Merlin Simone, Pietronave Stefano, Locarno Deborah, Valente Guido, Follenzi Antonia, Prat Maria
Laboratory of Histology, Department of Medical Sciences, Università del Piemonte Orientale A. Avogardro, Novara, Italy.
Cancer Sci. 2009 Apr;100(4):633-8. doi: 10.1111/j.1349-7006.2008.01079.x. Epub 2009 Jan 21.
The c-MET proto-oncogene, encoding the p190 hepatocyte growth factor tyrosine kinase receptor, can acquire oncogenic potential by multiple mechanisms, such as gene rearrangement, amplification and overexpression, point mutation, and ectopic expression, all resulting in its constitutive activation. Hepatocyte growth factor receptor truncated forms are generated by post-translational cleavage: p140 and p130 lack the kinase domain and are inactive. Their C-terminal remnant fragments are generally undetectable in normal cells, but a membrane-associated truncated form is recognized by anti-C-terminus antibodies in some human tumors, suggesting that a hepatocyte growth factor receptor lacking the ectodomain, but retaining the transmembrane and intracellular domains (Met-EC-), could acquire oncogenic properties. Herein we show that NIH-3T3 cells transduced with MET-EC- expressed a membrane-associated constitutively tyrosine-phosphorylated 60-kDa protein and, similarly to NIH-3T3 cells expressing the cytosolic oncoprotein Tpr-Met, showed activated extracellular regulated kinase 1/2 mitogen-activated protein kinase and Akt downstream transducers. Compared to control NIH-3T3 cells, NIH-3T3-Met-EC- cells grew faster and showed anchorage-independent growth and invasive properties in all aspects similar to cells expressing the transforming TPR-MET. Nude female mice injected subcutaneously with NIH-3T3-Met-EC- cells developed visible tumors, displaying the typical morphology of carcinomas with polygonal cells, in contrast to sarcomas with spindle-shaped cells induced by the injection of NIH-3T3-Tpr-Met cells. It is suggested that the different subcellular localization of the oncoproteins, more than differences in signal transduction, could be responsible for the tumor phenotype. All together, these data show that deletion of the ectodomain activates the hepatocyte growth factor receptor and its downstream signaling pathways, unleashing its transforming, invasive, and tumorigenic potential.

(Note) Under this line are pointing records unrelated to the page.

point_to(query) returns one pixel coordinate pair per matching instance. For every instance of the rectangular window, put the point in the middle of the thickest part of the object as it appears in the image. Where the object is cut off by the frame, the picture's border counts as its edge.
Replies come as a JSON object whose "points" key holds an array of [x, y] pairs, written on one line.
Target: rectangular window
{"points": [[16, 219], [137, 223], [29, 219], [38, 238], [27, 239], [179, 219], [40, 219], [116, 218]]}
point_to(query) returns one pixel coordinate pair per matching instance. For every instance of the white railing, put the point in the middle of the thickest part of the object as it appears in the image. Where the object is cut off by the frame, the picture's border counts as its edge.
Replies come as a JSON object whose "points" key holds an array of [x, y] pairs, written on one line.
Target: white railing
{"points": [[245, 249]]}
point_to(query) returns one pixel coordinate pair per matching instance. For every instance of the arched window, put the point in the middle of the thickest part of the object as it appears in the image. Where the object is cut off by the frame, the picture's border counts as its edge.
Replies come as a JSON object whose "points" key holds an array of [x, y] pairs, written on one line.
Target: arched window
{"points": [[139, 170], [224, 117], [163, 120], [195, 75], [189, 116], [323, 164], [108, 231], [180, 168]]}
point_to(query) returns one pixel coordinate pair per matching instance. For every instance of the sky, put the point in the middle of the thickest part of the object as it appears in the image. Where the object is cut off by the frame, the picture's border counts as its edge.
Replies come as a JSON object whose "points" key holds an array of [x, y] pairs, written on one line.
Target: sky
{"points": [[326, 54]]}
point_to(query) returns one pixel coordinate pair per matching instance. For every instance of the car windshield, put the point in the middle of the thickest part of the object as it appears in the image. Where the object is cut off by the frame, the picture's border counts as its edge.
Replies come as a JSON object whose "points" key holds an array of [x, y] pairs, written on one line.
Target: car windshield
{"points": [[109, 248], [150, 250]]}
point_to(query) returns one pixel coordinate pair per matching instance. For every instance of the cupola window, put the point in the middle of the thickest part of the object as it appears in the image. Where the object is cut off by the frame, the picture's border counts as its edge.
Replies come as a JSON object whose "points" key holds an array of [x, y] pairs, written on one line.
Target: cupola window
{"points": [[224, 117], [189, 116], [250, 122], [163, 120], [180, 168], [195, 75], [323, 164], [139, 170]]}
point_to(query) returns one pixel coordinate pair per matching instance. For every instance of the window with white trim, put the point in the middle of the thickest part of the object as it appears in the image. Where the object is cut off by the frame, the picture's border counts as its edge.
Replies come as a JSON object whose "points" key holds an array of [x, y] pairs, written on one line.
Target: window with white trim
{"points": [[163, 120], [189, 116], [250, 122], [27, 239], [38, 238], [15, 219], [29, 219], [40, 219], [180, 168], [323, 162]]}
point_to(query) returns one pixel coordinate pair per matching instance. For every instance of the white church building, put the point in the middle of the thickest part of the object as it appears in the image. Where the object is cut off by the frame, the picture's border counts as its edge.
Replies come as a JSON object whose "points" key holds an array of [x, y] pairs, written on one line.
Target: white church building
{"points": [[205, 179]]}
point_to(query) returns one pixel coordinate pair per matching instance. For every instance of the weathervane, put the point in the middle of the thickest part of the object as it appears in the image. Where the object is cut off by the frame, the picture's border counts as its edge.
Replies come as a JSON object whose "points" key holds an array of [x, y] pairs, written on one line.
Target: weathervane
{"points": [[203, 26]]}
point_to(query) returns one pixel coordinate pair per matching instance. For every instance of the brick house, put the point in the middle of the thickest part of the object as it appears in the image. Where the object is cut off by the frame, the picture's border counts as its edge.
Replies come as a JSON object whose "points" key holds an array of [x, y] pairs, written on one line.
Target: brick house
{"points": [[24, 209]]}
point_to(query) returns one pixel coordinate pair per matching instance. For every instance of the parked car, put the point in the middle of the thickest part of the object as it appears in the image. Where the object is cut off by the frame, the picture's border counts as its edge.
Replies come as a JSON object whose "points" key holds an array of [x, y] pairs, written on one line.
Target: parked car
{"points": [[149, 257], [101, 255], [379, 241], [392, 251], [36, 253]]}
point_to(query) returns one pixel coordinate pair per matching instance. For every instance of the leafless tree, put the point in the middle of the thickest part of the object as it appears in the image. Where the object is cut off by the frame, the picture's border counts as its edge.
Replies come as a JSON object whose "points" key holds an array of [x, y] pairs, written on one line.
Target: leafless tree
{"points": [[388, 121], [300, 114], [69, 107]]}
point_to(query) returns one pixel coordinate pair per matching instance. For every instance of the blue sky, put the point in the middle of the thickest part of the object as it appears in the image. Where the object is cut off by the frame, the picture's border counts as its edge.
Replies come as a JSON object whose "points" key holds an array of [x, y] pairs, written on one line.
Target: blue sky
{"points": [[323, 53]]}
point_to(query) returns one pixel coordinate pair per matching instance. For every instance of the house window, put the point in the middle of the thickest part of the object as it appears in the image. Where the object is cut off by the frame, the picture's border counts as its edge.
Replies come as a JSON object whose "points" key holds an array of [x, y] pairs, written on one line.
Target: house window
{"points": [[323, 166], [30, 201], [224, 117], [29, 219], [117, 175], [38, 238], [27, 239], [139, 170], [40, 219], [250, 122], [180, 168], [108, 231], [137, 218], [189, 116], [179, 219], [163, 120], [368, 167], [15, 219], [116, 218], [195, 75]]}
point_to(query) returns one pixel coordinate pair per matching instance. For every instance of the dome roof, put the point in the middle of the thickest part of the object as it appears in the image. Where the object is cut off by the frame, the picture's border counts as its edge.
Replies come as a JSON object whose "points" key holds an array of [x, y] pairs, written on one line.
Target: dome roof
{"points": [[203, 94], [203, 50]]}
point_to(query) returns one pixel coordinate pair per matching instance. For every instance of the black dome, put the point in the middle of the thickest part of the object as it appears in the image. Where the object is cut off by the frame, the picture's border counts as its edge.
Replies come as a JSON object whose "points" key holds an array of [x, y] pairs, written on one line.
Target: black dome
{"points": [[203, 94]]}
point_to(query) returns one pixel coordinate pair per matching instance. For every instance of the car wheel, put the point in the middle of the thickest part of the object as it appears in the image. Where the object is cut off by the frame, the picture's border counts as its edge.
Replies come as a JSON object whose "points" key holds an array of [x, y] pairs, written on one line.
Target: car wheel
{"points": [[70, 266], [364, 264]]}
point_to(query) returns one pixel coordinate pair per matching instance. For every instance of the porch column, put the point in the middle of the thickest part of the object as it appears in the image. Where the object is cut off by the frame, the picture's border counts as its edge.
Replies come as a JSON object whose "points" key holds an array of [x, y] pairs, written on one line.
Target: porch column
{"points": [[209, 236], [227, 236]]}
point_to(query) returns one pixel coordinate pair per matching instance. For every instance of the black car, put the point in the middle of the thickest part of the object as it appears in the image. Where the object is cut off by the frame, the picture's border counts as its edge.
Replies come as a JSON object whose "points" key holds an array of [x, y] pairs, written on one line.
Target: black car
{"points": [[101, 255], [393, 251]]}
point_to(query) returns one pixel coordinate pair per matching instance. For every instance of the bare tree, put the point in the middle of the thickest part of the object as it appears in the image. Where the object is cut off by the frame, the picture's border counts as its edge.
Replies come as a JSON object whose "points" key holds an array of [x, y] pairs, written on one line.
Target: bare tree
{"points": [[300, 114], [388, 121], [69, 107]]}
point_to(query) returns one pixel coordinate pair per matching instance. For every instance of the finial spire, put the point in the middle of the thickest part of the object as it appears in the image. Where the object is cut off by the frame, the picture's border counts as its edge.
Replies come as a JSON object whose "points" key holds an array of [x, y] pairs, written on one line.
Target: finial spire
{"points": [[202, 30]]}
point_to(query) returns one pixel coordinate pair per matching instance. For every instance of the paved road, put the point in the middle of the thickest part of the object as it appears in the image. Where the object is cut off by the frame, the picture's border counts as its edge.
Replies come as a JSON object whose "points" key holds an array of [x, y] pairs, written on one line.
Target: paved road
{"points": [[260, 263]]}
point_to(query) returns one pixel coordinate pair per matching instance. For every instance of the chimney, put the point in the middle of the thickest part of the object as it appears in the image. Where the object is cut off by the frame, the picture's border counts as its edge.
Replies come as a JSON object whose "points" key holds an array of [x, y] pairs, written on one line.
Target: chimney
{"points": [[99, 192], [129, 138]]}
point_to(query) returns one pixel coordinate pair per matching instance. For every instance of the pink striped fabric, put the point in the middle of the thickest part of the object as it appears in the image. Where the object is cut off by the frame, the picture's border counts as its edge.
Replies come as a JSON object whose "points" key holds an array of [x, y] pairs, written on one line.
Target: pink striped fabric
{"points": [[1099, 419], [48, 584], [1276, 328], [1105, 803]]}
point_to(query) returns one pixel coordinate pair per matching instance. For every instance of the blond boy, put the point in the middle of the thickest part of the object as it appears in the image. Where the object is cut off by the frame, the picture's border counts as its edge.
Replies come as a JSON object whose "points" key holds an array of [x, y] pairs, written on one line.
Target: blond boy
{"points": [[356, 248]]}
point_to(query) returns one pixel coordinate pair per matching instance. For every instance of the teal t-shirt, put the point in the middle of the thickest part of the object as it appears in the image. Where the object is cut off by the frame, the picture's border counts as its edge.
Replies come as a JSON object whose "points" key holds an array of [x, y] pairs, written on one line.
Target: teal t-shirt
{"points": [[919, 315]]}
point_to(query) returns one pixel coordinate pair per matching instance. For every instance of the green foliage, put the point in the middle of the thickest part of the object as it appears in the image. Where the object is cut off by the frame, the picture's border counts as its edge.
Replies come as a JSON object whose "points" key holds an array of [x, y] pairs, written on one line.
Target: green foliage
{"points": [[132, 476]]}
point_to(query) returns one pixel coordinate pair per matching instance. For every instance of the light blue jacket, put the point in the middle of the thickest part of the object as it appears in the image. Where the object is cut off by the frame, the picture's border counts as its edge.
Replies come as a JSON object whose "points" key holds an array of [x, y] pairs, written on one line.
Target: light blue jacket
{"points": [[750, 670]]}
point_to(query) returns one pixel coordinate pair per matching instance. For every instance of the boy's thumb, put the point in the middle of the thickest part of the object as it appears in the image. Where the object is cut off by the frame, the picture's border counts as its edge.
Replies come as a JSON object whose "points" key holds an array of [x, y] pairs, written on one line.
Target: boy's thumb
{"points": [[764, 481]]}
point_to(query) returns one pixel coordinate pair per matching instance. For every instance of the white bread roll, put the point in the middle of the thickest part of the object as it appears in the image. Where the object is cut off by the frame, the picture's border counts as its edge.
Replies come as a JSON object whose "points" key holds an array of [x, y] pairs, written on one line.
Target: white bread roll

编码p190肝细胞生长因子酪氨酸激酶受体的c-MET原癌基因可通过多种机制获得致癌潜能,如基因重排、扩增和过表达、点突变以及异位表达,所有这些都会导致其组成性激活。肝细胞生长因子受体截短形式是通过翻译后切割产生的:p140和p130缺乏激酶结构域且无活性。它们的C末端残余片段在正常细胞中通常无法检测到,但在一些人类肿瘤中,一种膜相关截短形式可被抗C末端抗体识别,这表明缺乏胞外结构域但保留跨膜和胞内结构域的肝细胞生长因子受体(Met-EC-)可能获得致癌特性。在此我们表明,用MET-EC-转导的NIH-3T3细胞表达一种膜相关的组成性酪氨酸磷酸化60 kDa蛋白,并且与表达胞质癌蛋白Tpr-Met的NIH-3T3细胞类似,显示出细胞外调节激酶1/2丝裂原活化蛋白激酶和Akt下游转导分子的激活。与对照NIH-3T3细胞相比,NIH-3T3-Met-EC-细胞生长更快,并且在所有方面都表现出不依赖贴壁生长和侵袭特性,类似于表达转化性TPR-MET的细胞。皮下注射NIH-3T3-Met-EC-细胞的雌性裸鼠长出可见肿瘤,呈现出具有多边形细胞的典型癌形态,这与注射NIH-3T3-Tpr-Met细胞诱导产生的具有梭形细胞的肉瘤形成对比。提示癌蛋白不同的亚细胞定位而非信号转导差异可能是肿瘤表型的原因。总之,这些数据表明胞外结构域的缺失激活了肝细胞生长因子受体及其下游信号通路,释放了其转化、侵袭和致瘤潜能。